Database and Software Development

The Database

The STEDT database is now online and can be found here:

http://stedt.berkeley.edu/search

Background

In order to store and analyze the large quantities of data involved in the STEDT project, we have developed a large relational database and a number of software tools to manage it.

The database consists of a lexical file, an etyma file, a language file, a source bibliography file, and a number of linking files relating them. Lexical data has been loaded into the database from hundreds of Sino-Tibetan languages. Data sources range from published dictionaries and wordlists to questionnaires solicited from field researchers. Most of the data has been entered manually into the computer by STEDT personnel, then loaded into the lexical file after extensive proofreading.

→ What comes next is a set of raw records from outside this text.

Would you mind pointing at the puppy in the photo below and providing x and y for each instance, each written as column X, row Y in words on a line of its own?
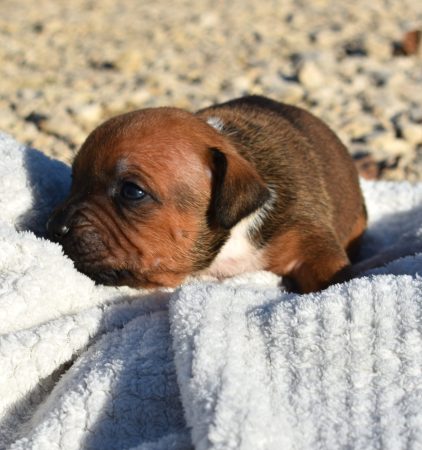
column 161, row 194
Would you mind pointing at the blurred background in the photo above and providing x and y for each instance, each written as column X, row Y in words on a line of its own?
column 66, row 66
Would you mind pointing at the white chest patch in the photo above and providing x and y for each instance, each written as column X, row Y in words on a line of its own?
column 238, row 254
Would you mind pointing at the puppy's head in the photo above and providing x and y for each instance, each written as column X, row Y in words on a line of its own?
column 154, row 195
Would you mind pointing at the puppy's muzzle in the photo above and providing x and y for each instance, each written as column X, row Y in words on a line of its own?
column 58, row 225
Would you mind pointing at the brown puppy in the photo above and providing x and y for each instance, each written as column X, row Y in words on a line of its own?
column 161, row 194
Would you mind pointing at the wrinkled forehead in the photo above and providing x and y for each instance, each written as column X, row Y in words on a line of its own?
column 169, row 142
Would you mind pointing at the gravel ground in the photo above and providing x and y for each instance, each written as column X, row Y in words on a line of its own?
column 67, row 66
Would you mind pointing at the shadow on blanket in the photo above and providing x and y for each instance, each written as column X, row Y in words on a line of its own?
column 47, row 190
column 116, row 387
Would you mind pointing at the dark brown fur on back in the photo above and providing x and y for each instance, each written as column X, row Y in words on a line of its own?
column 312, row 176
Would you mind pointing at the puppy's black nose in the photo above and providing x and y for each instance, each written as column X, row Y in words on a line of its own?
column 57, row 226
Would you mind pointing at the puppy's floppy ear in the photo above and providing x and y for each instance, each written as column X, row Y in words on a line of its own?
column 237, row 189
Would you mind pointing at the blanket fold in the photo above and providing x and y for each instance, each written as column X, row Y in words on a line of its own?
column 239, row 364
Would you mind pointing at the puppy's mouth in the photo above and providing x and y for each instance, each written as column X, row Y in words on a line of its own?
column 108, row 276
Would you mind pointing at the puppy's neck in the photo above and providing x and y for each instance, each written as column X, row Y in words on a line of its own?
column 241, row 252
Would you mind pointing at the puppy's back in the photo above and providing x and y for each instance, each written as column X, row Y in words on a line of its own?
column 297, row 155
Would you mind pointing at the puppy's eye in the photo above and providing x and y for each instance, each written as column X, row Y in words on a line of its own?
column 131, row 191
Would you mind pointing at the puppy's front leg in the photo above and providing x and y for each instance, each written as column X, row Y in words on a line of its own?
column 310, row 257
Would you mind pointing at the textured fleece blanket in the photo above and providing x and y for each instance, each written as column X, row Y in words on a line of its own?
column 233, row 365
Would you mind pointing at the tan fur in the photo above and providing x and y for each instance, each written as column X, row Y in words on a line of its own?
column 262, row 159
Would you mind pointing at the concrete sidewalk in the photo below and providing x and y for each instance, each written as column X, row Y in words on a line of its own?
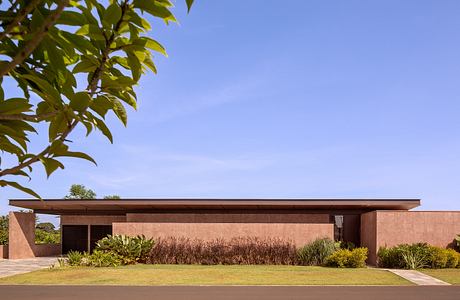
column 417, row 277
column 9, row 267
column 40, row 292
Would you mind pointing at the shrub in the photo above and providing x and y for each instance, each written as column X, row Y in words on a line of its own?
column 74, row 258
column 338, row 259
column 438, row 257
column 104, row 259
column 452, row 258
column 345, row 258
column 242, row 251
column 130, row 249
column 358, row 258
column 316, row 252
column 45, row 237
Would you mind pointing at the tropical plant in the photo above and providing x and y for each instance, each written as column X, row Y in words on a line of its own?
column 4, row 223
column 74, row 258
column 104, row 259
column 130, row 249
column 45, row 237
column 315, row 253
column 73, row 62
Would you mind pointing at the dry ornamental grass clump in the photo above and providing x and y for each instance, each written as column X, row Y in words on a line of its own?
column 237, row 251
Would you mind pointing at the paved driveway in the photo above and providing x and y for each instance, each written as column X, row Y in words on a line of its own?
column 25, row 292
column 10, row 267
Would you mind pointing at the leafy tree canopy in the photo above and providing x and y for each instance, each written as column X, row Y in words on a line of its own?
column 73, row 61
column 79, row 191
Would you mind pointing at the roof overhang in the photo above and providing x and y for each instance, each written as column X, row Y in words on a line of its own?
column 122, row 206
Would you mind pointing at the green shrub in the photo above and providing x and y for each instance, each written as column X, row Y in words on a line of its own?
column 104, row 259
column 45, row 237
column 130, row 249
column 438, row 257
column 452, row 258
column 74, row 258
column 315, row 253
column 344, row 258
column 358, row 258
column 389, row 258
column 338, row 259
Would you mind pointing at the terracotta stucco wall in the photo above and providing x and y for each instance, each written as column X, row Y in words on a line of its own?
column 3, row 251
column 91, row 220
column 368, row 234
column 22, row 238
column 227, row 218
column 299, row 234
column 438, row 228
column 391, row 228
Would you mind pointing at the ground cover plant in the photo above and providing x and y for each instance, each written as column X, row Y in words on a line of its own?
column 417, row 256
column 141, row 274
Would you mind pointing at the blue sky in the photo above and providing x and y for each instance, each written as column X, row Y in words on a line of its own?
column 288, row 99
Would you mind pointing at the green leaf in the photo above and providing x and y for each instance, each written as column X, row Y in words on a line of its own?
column 155, row 10
column 19, row 187
column 78, row 155
column 91, row 30
column 14, row 106
column 80, row 101
column 189, row 4
column 113, row 14
column 104, row 129
column 85, row 66
column 151, row 44
column 57, row 126
column 101, row 105
column 51, row 165
column 49, row 92
column 72, row 18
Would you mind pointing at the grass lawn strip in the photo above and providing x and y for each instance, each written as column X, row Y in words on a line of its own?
column 207, row 275
column 451, row 276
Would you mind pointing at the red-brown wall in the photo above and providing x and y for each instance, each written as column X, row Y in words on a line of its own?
column 299, row 234
column 438, row 228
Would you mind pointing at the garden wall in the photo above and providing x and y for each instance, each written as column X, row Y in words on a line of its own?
column 391, row 228
column 299, row 234
column 208, row 217
column 3, row 251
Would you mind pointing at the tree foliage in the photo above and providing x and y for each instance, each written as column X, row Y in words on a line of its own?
column 73, row 62
column 79, row 191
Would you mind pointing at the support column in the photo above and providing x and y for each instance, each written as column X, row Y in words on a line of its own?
column 21, row 235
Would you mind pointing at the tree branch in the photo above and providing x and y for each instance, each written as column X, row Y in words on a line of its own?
column 35, row 41
column 92, row 86
column 19, row 17
column 30, row 118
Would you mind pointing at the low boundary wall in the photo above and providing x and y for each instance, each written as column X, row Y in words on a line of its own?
column 391, row 228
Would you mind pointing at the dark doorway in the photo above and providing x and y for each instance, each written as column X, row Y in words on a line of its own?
column 352, row 229
column 74, row 237
column 98, row 232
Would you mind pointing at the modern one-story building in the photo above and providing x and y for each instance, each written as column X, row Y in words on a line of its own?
column 368, row 222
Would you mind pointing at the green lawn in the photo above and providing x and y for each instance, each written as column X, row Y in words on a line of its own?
column 207, row 275
column 451, row 276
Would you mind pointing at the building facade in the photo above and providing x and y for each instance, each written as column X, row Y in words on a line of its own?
column 371, row 223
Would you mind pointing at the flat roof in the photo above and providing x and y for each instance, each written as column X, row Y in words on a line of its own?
column 122, row 206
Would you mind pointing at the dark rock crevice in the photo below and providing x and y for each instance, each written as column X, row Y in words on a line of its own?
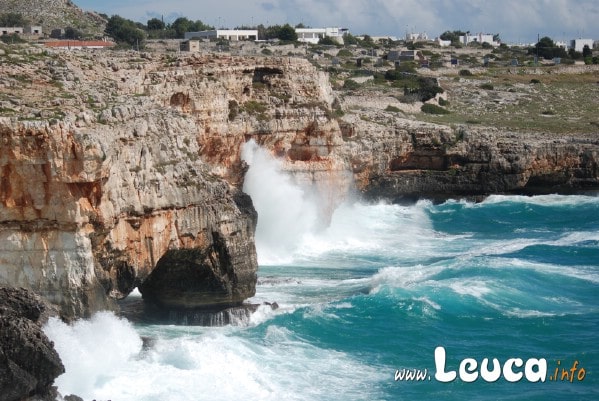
column 28, row 361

The etyma file now contains over 3,000 proposed roots at all levels of reconstruction, from PST and PTB down to parent languages of individual branches. The vast majority of these roots are new, in that they have been discovered at the STEDT project or are refinements of previously posited etyma.

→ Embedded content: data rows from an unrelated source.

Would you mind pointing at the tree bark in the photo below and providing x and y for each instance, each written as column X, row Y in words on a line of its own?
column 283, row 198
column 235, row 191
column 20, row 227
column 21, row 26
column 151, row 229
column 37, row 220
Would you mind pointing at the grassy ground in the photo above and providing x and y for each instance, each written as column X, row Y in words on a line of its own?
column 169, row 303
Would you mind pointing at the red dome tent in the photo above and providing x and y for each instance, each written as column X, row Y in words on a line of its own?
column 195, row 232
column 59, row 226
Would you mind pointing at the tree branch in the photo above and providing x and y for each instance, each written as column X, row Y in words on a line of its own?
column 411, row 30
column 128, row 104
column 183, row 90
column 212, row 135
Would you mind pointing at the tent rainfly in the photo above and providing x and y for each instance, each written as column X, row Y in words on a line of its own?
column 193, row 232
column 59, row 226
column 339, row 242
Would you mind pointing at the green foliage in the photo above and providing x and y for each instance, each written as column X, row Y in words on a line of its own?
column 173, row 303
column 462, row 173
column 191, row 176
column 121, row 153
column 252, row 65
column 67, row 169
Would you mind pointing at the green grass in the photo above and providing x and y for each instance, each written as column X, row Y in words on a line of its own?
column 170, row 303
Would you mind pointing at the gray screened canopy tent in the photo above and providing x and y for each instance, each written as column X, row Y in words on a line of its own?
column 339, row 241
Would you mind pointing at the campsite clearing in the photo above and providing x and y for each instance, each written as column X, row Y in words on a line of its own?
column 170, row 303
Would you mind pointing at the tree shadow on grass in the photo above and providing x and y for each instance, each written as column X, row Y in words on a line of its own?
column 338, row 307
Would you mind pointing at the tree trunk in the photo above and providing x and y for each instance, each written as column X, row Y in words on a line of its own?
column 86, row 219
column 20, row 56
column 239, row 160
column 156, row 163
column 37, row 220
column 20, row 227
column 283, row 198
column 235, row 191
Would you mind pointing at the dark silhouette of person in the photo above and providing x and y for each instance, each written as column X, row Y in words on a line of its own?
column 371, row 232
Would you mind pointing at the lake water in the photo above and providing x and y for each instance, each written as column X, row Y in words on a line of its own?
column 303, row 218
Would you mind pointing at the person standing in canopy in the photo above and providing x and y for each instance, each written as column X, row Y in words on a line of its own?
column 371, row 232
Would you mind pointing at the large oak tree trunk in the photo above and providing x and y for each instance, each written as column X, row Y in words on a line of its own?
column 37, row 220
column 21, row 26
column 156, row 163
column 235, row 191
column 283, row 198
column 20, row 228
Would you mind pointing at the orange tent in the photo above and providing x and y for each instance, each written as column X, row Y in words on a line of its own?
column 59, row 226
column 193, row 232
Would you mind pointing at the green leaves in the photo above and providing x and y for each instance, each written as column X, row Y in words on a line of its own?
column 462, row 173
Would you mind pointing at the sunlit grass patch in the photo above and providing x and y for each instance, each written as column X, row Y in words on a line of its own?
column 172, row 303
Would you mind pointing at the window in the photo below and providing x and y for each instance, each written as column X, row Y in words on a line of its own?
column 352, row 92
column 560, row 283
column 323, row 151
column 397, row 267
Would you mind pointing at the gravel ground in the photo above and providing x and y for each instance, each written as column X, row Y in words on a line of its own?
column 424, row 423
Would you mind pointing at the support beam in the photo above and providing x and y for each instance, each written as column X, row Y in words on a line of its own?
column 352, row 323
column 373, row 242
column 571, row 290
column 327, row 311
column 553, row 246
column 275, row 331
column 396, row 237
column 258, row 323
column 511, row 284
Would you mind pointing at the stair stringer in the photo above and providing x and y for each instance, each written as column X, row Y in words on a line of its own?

Researchers who would like to contribute data are encouraged to consult this page for instructions.

Tagging

Several software tools have been developed to address the problem of analyzing and etymologizing the vast amounts of data in the STEDT database. The most important of these tools is the online tagging interface.

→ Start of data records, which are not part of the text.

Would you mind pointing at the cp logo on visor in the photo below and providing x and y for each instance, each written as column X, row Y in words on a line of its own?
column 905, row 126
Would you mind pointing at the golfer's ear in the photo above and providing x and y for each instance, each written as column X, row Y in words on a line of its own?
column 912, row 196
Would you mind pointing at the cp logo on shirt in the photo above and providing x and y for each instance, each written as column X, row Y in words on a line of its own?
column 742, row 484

In STEDT parlance, to “tag” is to associate a lexical record with the root from which it is deemed to descend. The current online tagging interface has its roots in a small FoxPro program we developed named the “Tagger’s Assistant” that made it possible to tag etyma directly in the lexicon file, facilitating the etymologization process. The online tagging interface provides numerous views of the lexical records and facilitates the grouping and searching of records by various criteria, such as by gloss, phonological shape, original data source, or language. The software does not make any decisions about etymologization; it simply provides an environment in which the work of etymologizing can be carried out with speed, efficiency, and accuracy.

STEDT Font

In order to accommodate all the orthographies of our source transcriptions, a special font was developed in the early years of the project. Known as the STEDT font, it includes the letters of the Roman alphabet, a large number of IPA and other phonetic symbols, and various symbols and diacritics found in sources on East and Southeast Asian languages. This font is now deprecated, but is still available for download from our STEDT font page.